The Arrangement games included have been re-released in other compilation disks. Xevious Arrangement, alongside the original Xevious, Super Xevious and Xevious 3D/G, was ported to the PlayStation in 1997 as part of Xevious 3D/G+, being a near arcade-perfect rendition. Galaga Arrangement was compiled into the 2001 Xbox, PlayStation 2 and GameCube game Namco Museum, as well as several other Namco video games. This version of the game is a recreation from the original arcade hardware, and features music at a slightly altered pitch because of this. The Galaga Arrangement included in Namco Museum Battle Collection (2005) and Namco Museum Virtual Arcade (2009) is not the same as the one in Vol. 1, instead being an entirely new game with mechanics and ideas borrowed from the original. Mappy Arrangement has never seen a re-release outside of arcades. In 1998, Pony Canyon released the soundtrack for Namco Classic Collection Vol. 1 under their Wonder Spirits album label, which included linear notes from the development staff and "battle cards", small cardstock cards that featured designs based on the game.

==Reception==
Edge magazine viewed Namco Classic Collection Vol. 1 as being Namco's way of garnering interest in classic game re-releases through the usage of remakes of the included games, and praised the company for their efforts in doing so. They also called the included games "superb", and felt that both it and its home counterpart, Namco Museum Vol. 1, could potentially open up a new market for both re-releases and remakes of older games. Game Machine showed interest in the collection for compiling Namco's older catalog into a modern-day machine, alongside the addition of new, "exciting" remakes of each game.

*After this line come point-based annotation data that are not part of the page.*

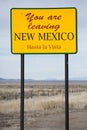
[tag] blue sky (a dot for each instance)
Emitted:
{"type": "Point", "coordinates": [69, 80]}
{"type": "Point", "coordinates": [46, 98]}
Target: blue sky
{"type": "Point", "coordinates": [42, 66]}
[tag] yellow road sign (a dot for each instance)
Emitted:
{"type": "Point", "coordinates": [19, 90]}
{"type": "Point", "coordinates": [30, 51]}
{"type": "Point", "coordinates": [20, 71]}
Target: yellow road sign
{"type": "Point", "coordinates": [42, 30]}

The Arrangement games in particular have garnered praise, and were liked for their gameplay and presentation. In their review of Namco Museum for the GameCube, Xbox and PlayStation 2, GameSpot said that the Arrangement games included, particularly Galaga Arrangement, were fun to play, but that the originals were still the best. IGN by a stark contrast lambasted Galaga Arrangement for being what they labeled as a poor update to the original, harshly criticizing its design choices for being "terribly flawed", as well as its graphics for making projectiles and enemies hard to stop in the moving backgrounds. Retrospectively in 2018, Hardcore Gaming 101 found Mappy Arrangement to be the weakest of the three for failing to successfully build upon the original. While they liked some aspects of it, such as the hidden "real mode", they felt that it ultimately fell short compared to the other two. They wrote: "Though Namco ported many of their arranged versions to various compilations, this one stayed arcade exclusive, and for good reason – none of its additions are particularly well thought out, and is just another example of how the developers never really knew how to iterate on the original game". By contrast, Hardcore Gaming 101 commended Xevious Arrangement for its multitude of additions to the core gameplay of the original, including fixing many of its faults and bugs. They said the game "should be in game design manuals under 'how to successfully remake a classic game'" for being a successful update to the original Xevious, and one that was "pleasing to play" with the addition of a new soundtrack and power-up items.